Experimental results

Experiment setup

Datasets

Datasets quality and relevance are crucial in the extensive data analysis field. We have carefully chosen five datasets originating from different domains to ensure broad coverage of diverse scenarios and challenges. Table 1 presents, for each dataset, the number of instances, the number of features, and the number of classes. Below is a short description of each dataset. To conduct a comprehensive analysis, these datasets were chosen specifically for their variability in several dimensions, including the number of features, samples, classes, and level of class imbalance.

Table 1 Overview of the datasets

Isolet is an imbalanced dataset of 617 voice recording features from 150 subjects reciting the English alphabet, with the goal of classifying the correct letter among the 26 classes.

Cardiotocography comprises 23 distinct assessments of fetal heart rate (FHR) and uterine contraction (UC) characteristics, as documented on cardiotocograms. They were categorized into 10 separate classes by experienced obstetricians.

Mice Protein Expression measures the expression levels of 77 proteins in the cerebral cortex of eight classes of mice undergoing context fear conditioning for evaluating associative learning.

Music Genre Classification is a dataset that offers 1000 labeled audio snippets, each lasting 30 s. With 197 distinct features characterizing each sample, it’s a favored choice for machine-learning endeavors aimed at discerning among 10 varied music genres. In total, the dataset presents 1000 samples, categorized into 10 classes, detailed by 197 features.

Microsoft Malware Prediction presents 257 file attributes spread across 9 distinct malware identification classes. Its primary design intention is to serve as a foundation for constructing machine-learning models aimed at malware prediction. This data collection boasts 1642 samples, detailed with 9 classes and 247 features.

Parameter settings

Section Separability-based feature space outlines the first stage of our proposed method. This stage involves preprocessing the input data and transitioning it into a reduced feature space. This reduced space preserves the original features’ capability to distinguish between each pair of classes. The GB-AFS method is designed as an agnostic solution that is not tied to any particular statistical measure or dimensionality reduction technique; it allows users to make these choices. In our experiments, to evaluate the difference between the two probability distributions, we employed the Jeffries-Matusita (JM) distance. Further details on this are provided in Section Jeffries–Matusita distance. Additionally, we select the t-SNE for the nonlinear dimensionality reduction technique. Further details on this are provided in Section t-distributed Stochastic neighbor embedding. Other class separability measures and nonlinear dimension reduction techniques may be used in the first stage of the GB-AFS method. In Section Method generalization, a sensitive analysis is conducted to evaluate the generalization of the GB-AFS method when employing a variety of dimensionality reduction techniques and statistical measures.

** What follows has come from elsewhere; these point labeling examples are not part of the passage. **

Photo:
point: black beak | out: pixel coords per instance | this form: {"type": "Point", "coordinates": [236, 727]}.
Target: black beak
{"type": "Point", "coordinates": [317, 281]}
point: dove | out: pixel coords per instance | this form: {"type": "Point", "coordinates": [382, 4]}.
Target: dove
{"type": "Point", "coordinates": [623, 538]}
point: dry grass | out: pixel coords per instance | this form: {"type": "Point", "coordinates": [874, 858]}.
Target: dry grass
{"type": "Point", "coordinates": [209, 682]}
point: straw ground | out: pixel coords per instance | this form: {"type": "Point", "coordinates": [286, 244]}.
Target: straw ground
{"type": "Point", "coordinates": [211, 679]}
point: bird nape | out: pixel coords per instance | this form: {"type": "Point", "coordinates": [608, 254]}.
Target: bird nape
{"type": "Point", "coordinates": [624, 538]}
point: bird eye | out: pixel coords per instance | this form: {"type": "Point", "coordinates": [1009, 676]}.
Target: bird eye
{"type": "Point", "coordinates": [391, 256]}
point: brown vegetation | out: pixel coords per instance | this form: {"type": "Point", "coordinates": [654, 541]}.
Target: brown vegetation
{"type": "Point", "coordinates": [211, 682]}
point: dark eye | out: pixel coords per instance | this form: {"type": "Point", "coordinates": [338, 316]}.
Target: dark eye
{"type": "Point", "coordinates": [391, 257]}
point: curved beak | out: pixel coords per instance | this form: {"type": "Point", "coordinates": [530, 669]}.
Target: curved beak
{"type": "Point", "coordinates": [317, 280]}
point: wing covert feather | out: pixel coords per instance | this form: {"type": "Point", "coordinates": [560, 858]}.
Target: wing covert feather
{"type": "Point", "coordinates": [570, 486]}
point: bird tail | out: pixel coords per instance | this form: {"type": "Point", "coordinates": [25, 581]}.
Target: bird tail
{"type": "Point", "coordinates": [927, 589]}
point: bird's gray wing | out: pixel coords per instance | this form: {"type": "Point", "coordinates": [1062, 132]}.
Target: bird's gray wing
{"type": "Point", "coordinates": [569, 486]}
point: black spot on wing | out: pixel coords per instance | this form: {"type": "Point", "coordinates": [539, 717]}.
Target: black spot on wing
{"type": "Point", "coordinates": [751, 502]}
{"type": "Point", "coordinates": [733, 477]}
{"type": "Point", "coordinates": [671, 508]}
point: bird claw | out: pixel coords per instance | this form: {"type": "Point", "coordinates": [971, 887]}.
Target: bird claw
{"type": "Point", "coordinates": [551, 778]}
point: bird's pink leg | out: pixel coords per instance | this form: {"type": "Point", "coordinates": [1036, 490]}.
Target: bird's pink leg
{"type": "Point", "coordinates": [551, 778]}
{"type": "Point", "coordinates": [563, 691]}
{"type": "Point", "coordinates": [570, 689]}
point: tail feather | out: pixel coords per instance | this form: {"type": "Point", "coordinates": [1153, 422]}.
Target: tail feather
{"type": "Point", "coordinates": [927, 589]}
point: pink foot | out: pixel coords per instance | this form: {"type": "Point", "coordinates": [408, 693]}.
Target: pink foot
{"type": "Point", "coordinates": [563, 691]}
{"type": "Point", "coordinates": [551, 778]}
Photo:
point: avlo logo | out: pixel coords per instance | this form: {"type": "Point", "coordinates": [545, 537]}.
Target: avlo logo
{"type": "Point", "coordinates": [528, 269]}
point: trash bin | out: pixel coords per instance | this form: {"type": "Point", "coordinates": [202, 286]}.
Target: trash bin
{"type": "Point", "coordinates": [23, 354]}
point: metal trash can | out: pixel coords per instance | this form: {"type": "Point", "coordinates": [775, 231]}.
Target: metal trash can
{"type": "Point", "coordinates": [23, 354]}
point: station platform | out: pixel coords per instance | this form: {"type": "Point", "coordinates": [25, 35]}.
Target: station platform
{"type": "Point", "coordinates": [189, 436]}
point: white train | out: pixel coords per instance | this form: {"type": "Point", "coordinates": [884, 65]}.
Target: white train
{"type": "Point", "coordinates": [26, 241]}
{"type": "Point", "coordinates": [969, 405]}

For K-medoids clustering, we used the PAM method for cluster assignment with K-means++ initialization. This method selects initial medoids farthest from each other, simulating the idea of choosing features with complementary separation capabilities, which improves the algorithm’s efficiency and accuracy.

Baseline methods

The predictive efficacy of our GB-AFS method is evaluated against a total of six state-of-the-art methods.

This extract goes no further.